Trump’ın göreve getirdiği, eski bir Yeşil Bereli ve terörle mücadele yetkilisi olan Savunma Bakanı Christopher Miller, Somali ile yakından ilgileniyor. Miller, ülkede asgari düzeyde ABD varlığını sürdürmeyi tercih edebilir ve grupla savaşmak için büyük konuşlandırmalardan vazgeçebilir.
Uzmanlar ise yaklaşımdaki böylesine köklü bir değişikliğin önemli risk taşıdığı uyarısı yapıyor.
2019 yılına kadar üç yıl boyunca Danab özel kuvvetlerinin komutanı olarak görev yapan Albay Ahmed Abdullahi Şeyh, bu tür bir geri çekilme kararının ABD’ye olan güveni sarsabileceğini söyledi.
ABD yaklaşık 3 hafta önce de Somali’nin Bosaso ve Galkayo şehirlerinden çekilmişti.

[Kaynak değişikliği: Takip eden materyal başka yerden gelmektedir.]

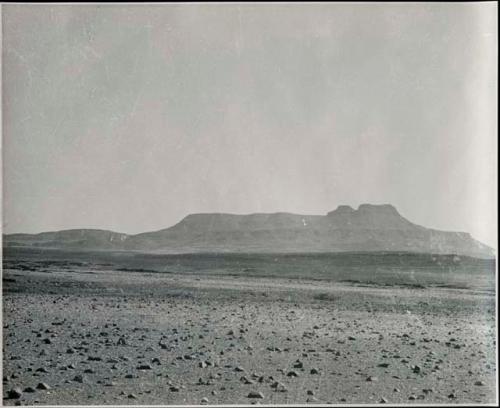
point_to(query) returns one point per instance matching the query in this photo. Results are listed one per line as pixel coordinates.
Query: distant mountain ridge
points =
(369, 228)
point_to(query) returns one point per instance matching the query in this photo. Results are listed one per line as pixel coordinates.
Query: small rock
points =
(255, 394)
(42, 386)
(14, 393)
(144, 367)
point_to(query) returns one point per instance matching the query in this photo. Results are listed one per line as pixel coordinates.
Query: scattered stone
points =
(144, 367)
(14, 393)
(78, 378)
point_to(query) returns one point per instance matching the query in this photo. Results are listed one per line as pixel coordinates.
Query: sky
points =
(130, 117)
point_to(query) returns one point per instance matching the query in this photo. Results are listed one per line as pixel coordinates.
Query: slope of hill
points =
(369, 228)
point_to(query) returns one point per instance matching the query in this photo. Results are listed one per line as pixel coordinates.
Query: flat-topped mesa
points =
(342, 209)
(387, 209)
(368, 217)
(382, 209)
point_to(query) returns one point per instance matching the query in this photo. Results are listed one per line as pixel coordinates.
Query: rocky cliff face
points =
(369, 228)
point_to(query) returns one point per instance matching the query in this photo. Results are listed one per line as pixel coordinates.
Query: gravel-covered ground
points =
(82, 335)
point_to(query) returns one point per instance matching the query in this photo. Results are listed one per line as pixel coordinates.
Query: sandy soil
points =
(104, 337)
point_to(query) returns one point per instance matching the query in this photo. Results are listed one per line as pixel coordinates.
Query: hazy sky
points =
(129, 117)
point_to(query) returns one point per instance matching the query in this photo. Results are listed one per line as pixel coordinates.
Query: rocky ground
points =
(85, 336)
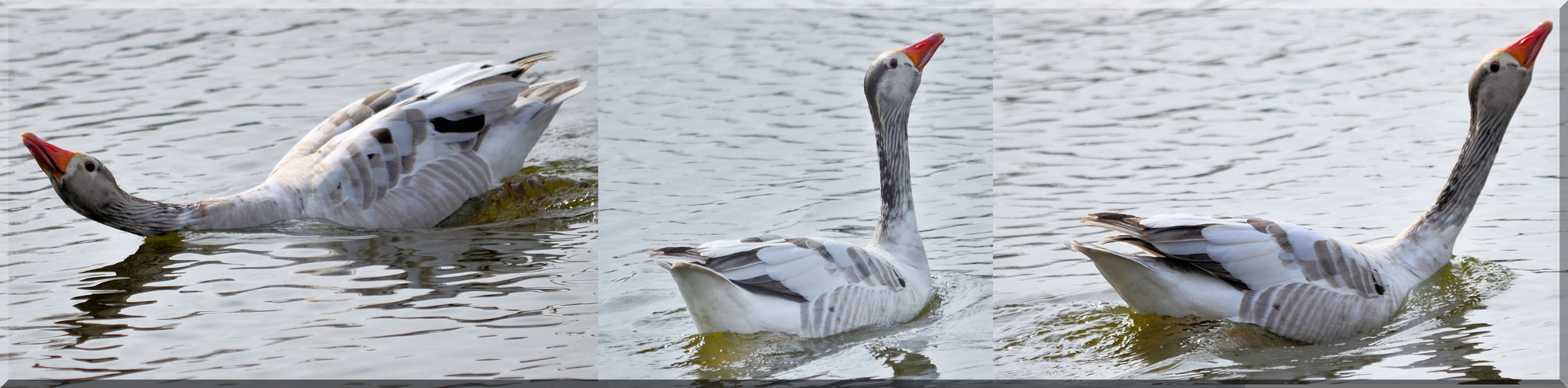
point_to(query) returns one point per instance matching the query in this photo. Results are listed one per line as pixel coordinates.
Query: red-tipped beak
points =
(1529, 46)
(921, 52)
(50, 158)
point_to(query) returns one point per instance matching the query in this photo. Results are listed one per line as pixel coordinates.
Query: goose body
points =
(813, 286)
(401, 158)
(1296, 282)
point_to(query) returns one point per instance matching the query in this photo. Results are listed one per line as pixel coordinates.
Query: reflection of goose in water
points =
(393, 271)
(1300, 283)
(820, 286)
(402, 158)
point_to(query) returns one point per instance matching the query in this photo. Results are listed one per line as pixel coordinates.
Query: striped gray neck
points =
(1438, 229)
(130, 213)
(896, 226)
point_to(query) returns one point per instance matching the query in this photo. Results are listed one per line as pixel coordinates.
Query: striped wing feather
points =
(1297, 282)
(841, 285)
(393, 157)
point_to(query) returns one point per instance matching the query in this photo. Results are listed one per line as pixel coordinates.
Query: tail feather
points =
(1117, 221)
(510, 141)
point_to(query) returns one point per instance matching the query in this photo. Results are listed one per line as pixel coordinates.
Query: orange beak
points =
(50, 158)
(921, 52)
(1529, 46)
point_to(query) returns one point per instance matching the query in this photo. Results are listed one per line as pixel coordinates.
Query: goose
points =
(813, 286)
(1296, 282)
(399, 158)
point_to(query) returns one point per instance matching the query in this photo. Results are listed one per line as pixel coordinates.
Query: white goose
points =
(401, 158)
(820, 286)
(1296, 282)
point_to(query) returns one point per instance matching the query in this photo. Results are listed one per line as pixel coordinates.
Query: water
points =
(195, 104)
(1340, 121)
(722, 124)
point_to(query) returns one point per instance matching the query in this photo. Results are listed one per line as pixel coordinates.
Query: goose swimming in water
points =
(820, 286)
(402, 158)
(1296, 282)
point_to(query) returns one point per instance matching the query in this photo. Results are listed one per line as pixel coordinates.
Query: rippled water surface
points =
(723, 124)
(198, 104)
(1340, 121)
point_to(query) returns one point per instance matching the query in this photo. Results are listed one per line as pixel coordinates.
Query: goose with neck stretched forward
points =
(402, 158)
(813, 286)
(1299, 283)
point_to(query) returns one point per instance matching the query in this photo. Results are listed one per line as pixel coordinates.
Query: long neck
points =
(896, 227)
(1429, 243)
(130, 213)
(255, 207)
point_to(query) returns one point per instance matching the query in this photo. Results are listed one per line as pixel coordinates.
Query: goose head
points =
(1500, 81)
(894, 77)
(81, 180)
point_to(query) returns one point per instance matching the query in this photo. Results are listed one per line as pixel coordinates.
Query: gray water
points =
(723, 124)
(196, 104)
(1340, 121)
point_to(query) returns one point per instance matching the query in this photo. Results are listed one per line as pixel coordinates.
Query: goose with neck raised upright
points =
(402, 158)
(814, 286)
(1296, 282)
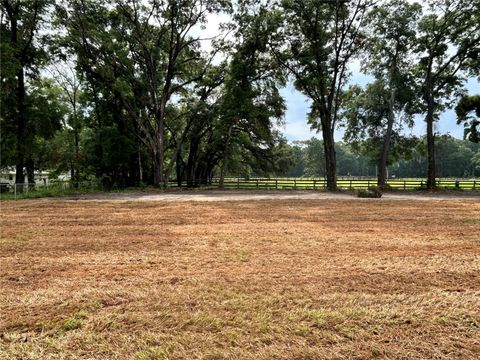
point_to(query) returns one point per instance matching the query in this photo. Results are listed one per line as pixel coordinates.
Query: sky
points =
(296, 126)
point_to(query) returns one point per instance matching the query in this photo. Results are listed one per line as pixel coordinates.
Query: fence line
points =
(27, 188)
(268, 184)
(320, 183)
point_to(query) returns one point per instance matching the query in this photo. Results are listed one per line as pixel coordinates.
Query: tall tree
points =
(320, 38)
(21, 56)
(152, 44)
(448, 37)
(390, 33)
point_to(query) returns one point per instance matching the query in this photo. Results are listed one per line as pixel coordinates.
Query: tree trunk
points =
(430, 118)
(329, 148)
(382, 165)
(431, 170)
(20, 113)
(30, 173)
(76, 171)
(223, 169)
(158, 175)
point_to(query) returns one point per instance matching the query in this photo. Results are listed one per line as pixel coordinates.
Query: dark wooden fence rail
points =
(320, 183)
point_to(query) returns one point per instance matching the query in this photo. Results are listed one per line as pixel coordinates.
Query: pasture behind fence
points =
(321, 184)
(26, 190)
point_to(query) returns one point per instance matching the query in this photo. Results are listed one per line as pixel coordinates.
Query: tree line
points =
(132, 92)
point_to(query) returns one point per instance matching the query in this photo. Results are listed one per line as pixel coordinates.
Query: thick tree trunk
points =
(431, 170)
(76, 171)
(382, 165)
(330, 155)
(20, 113)
(224, 167)
(158, 153)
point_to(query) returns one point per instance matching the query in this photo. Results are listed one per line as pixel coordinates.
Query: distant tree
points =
(468, 112)
(447, 41)
(387, 103)
(315, 45)
(21, 56)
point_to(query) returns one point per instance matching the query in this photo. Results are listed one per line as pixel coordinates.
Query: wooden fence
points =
(342, 183)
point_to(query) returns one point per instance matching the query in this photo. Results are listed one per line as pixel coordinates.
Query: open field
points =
(331, 278)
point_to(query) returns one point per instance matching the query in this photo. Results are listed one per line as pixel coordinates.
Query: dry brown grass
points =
(267, 279)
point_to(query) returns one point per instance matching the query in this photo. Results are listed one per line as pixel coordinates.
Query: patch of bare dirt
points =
(290, 278)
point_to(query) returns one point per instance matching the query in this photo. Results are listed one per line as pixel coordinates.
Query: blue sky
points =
(296, 127)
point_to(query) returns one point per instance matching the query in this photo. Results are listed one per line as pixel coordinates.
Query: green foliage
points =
(372, 193)
(468, 112)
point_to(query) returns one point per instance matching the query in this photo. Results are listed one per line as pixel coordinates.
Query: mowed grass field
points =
(269, 279)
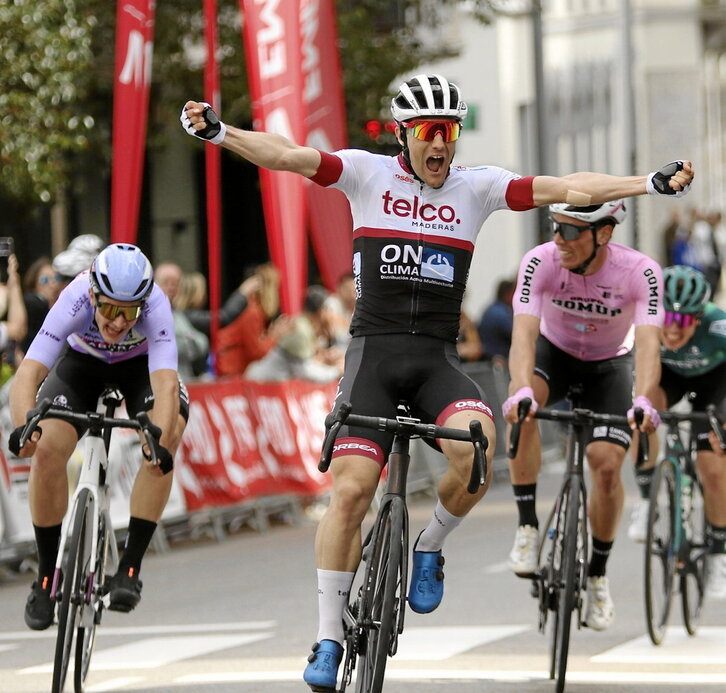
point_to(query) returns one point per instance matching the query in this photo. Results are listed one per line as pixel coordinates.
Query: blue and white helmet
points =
(428, 96)
(612, 212)
(122, 272)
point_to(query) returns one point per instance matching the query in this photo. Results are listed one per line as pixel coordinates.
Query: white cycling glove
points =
(215, 130)
(657, 183)
(647, 406)
(517, 397)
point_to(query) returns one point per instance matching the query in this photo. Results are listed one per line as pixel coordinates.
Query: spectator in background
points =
(303, 352)
(495, 326)
(705, 250)
(77, 257)
(192, 345)
(14, 323)
(192, 300)
(330, 343)
(42, 284)
(253, 333)
(675, 230)
(342, 305)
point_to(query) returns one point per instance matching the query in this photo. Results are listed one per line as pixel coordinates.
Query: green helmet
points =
(686, 290)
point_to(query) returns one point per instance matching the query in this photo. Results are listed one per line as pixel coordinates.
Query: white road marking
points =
(438, 643)
(708, 647)
(392, 673)
(150, 653)
(183, 628)
(114, 684)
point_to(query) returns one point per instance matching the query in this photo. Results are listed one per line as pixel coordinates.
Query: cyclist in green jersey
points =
(693, 358)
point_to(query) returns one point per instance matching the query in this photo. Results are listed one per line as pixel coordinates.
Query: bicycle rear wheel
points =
(660, 554)
(573, 551)
(382, 598)
(86, 635)
(693, 573)
(75, 575)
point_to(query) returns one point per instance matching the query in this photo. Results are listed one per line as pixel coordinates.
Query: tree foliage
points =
(57, 66)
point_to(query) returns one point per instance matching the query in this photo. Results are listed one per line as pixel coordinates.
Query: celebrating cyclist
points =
(577, 300)
(693, 357)
(111, 326)
(415, 222)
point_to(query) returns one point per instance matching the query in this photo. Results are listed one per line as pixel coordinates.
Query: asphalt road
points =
(240, 615)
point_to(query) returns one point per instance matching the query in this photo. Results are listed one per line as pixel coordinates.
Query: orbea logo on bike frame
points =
(415, 262)
(422, 214)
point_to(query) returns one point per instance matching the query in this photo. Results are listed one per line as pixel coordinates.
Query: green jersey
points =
(705, 350)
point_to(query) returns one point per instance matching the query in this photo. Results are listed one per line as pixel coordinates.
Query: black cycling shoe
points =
(124, 589)
(39, 609)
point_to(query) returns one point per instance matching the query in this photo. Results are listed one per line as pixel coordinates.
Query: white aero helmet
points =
(613, 212)
(427, 96)
(122, 272)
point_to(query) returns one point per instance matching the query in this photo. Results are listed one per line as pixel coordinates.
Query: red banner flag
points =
(213, 159)
(329, 211)
(132, 80)
(272, 46)
(247, 440)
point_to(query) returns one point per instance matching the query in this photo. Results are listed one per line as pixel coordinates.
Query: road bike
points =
(675, 543)
(563, 555)
(87, 553)
(373, 620)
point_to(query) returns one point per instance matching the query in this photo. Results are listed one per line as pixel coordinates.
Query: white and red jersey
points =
(590, 317)
(413, 244)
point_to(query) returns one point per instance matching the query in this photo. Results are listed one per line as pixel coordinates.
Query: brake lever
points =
(522, 410)
(333, 424)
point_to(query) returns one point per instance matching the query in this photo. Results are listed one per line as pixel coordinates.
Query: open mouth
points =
(435, 163)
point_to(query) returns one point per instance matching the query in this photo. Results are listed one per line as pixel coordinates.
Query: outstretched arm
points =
(264, 149)
(583, 189)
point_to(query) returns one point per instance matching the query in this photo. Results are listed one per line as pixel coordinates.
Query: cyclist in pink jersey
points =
(415, 221)
(581, 304)
(111, 326)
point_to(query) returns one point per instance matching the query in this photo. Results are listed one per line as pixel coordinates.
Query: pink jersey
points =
(590, 317)
(71, 321)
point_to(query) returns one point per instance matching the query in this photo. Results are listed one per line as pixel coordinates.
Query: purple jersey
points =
(71, 320)
(590, 317)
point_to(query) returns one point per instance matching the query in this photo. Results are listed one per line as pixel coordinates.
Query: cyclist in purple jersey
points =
(110, 326)
(415, 221)
(581, 304)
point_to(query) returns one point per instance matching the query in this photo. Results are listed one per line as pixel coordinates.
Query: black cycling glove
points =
(657, 183)
(14, 439)
(215, 129)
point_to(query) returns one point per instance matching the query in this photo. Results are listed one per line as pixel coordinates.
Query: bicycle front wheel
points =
(75, 576)
(693, 573)
(382, 600)
(660, 554)
(86, 635)
(572, 553)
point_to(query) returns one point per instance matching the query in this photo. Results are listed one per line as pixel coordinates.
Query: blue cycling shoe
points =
(427, 581)
(321, 673)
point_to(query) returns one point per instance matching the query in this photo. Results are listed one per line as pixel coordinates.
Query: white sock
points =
(442, 523)
(333, 589)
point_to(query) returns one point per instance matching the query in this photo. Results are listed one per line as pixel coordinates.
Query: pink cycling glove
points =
(517, 397)
(647, 406)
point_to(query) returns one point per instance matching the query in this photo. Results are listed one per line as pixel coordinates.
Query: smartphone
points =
(7, 248)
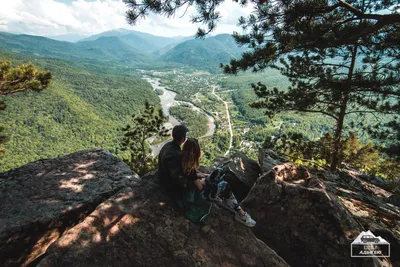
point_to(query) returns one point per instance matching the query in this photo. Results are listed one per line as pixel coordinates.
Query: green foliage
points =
(82, 109)
(22, 78)
(318, 153)
(147, 124)
(195, 121)
(19, 79)
(341, 57)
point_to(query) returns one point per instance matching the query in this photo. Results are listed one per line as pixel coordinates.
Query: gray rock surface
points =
(40, 200)
(311, 217)
(139, 227)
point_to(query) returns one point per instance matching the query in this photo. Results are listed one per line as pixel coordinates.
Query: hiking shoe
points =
(245, 219)
(231, 204)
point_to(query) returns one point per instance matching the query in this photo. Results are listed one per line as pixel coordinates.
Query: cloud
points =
(49, 17)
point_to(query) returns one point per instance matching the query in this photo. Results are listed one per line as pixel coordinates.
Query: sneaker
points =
(231, 204)
(245, 219)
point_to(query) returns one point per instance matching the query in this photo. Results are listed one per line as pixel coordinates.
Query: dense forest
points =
(81, 109)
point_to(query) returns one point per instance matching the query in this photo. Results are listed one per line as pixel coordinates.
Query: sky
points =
(88, 17)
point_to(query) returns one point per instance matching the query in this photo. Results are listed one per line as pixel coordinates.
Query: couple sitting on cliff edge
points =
(177, 171)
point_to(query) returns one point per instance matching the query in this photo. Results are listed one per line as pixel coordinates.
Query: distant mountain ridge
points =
(129, 47)
(145, 42)
(103, 49)
(205, 54)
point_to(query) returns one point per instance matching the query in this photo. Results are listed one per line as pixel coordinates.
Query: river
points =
(167, 100)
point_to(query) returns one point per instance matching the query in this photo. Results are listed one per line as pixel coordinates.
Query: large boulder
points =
(310, 218)
(139, 226)
(242, 173)
(90, 209)
(41, 200)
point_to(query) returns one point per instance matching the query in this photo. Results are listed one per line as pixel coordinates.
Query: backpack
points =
(215, 184)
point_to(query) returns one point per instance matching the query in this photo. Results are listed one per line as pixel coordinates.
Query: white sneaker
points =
(231, 204)
(245, 219)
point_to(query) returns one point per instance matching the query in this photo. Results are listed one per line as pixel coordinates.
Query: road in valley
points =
(229, 121)
(167, 100)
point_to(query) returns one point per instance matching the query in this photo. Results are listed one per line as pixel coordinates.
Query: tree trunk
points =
(338, 133)
(342, 113)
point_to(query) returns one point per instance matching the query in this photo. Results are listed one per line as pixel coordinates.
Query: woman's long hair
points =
(190, 156)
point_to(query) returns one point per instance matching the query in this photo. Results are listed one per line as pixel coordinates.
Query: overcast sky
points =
(58, 17)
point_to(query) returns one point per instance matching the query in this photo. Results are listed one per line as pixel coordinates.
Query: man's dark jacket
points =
(170, 171)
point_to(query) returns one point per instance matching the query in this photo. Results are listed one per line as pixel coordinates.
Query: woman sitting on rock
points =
(193, 196)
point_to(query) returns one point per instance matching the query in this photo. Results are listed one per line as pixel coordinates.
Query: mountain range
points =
(129, 47)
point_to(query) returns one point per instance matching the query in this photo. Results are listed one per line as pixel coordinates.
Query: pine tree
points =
(142, 127)
(342, 57)
(19, 79)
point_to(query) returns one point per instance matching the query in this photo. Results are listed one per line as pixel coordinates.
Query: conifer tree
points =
(143, 126)
(19, 79)
(342, 57)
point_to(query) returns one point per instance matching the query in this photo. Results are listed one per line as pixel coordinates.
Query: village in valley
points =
(203, 90)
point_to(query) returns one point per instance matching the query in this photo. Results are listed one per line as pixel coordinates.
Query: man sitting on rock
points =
(170, 171)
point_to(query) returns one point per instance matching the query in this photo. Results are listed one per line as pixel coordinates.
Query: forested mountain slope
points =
(81, 109)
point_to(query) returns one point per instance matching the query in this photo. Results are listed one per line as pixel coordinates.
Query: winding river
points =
(167, 100)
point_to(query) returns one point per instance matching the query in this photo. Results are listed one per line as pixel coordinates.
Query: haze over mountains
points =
(124, 46)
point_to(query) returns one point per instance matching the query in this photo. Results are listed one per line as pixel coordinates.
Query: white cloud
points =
(49, 17)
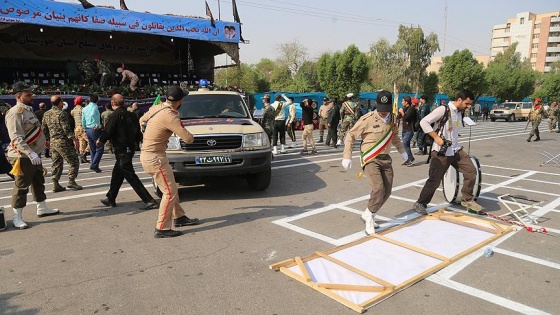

ABD askerleri güney liman kenti Kismayo’da, Baledogle'daki özel hava kuvvetleri üssünde ve başkent Mogadişu'da ise hala konuşlı. Ancak Şeyh’e göre hızlı bir geri çekilme, bölgeyi El Şebab’ın ele geçirmesi riskini taşıyor.
Albay Ahmed Abdullahi Şeyh, "Bir güç boşluğu yaratır. Somali güvenlik güçlerinin becerisi ABD askerleri yüzünden yüksek. Çünkü saldırıya uğrarlarsa hava desteği olasılıkları var, acil yardım alabilirler" yorumunda bulundu.
Somali 1991'den beri iç savaşla harap oldu, ancak son on yılda Afrika Birliği destekli barış gücü, başkentin ve ülkenin büyük bir kısmının kontrolünü El Şebab’dan geri aldı.